Interview Importance¶

InstructGPT/RLHF is a top-3 most important topic in LLM interviews. You must be able to explain the pipeline, draw it on a whiteboard, and discuss failure modes.

Difficulty Level: ⭐⭐⭐⭐ (Hard)¶

Interview Questions & Answers¶

Q1: Draw the three-stage pipeline and name failure modes at each stage.¶

Answer:

Pipeline: Base LM → SFT → RM → PPO → Aligned Model

Failure modes: 1. SFT stage: If demonstrations are low-quality, biased, or inconsistent, the model inherits those problems. Labeler disagreement introduces noise. 2. RM stage: The reward model can learn spurious correlations (e.g., longer responses = higher reward). It may not generalize to out-of-distribution prompts. Labeler biases get baked in. 3. PPO stage: Reward hacking — the model finds adversarial outputs that score high on the RM but are low quality (e.g., repeating positive phrases). KL collapse if beta is too low. Mode collapse if beta is too high (model barely moves from SFT).

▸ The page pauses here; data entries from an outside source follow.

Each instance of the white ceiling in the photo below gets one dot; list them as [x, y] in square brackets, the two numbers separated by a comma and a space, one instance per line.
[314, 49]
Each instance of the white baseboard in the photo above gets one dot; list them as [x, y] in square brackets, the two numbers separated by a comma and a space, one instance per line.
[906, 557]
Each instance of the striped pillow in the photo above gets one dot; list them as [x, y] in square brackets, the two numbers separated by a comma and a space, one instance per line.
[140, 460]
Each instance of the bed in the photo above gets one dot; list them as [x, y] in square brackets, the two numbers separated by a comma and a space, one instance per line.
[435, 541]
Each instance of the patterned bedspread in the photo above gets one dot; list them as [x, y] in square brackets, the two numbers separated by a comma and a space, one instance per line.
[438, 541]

Q2: Why include a KL penalty — what goes wrong without it?¶

Answer: Without KL penalty, the model drifts far from the reference policy to maximize the (imperfect) reward model. This causes: - Reward hacking: Exploiting RM weaknesses with degenerate outputs - Loss of capabilities: The model forgets general language abilities - Sycophancy: Learning to say what the RM rewards (often agreement) rather than being truthful - Repetition/degeneracy: Finding high-reward fixed points that don't generalize

The KL penalty acts as a trust region — the model can improve within a neighborhood of the reference policy but can't go too far.

Q3: Compare RLHF to DPO at a high level.¶

Answer: - RLHF (PPO): Three separate components — SFT model, reward model, PPO optimizer. Requires sampling from the policy, estimating advantages, and clipping updates. Complex to implement and tune. - DPO (Direct Preference Optimization): Eliminates the reward model entirely. Derives a closed-form objective that directly optimizes the policy from preference pairs. The implicit reward is \(r(x,y) = \beta \log[\pi_\theta(y|x)/\pi_{\text{ref}}(y|x)]\). - Trade-offs: DPO is simpler and more stable, but RLHF with PPO can be more flexible (e.g., online data collection, reward model reuse). DPO's quality depends on having good offline preference data.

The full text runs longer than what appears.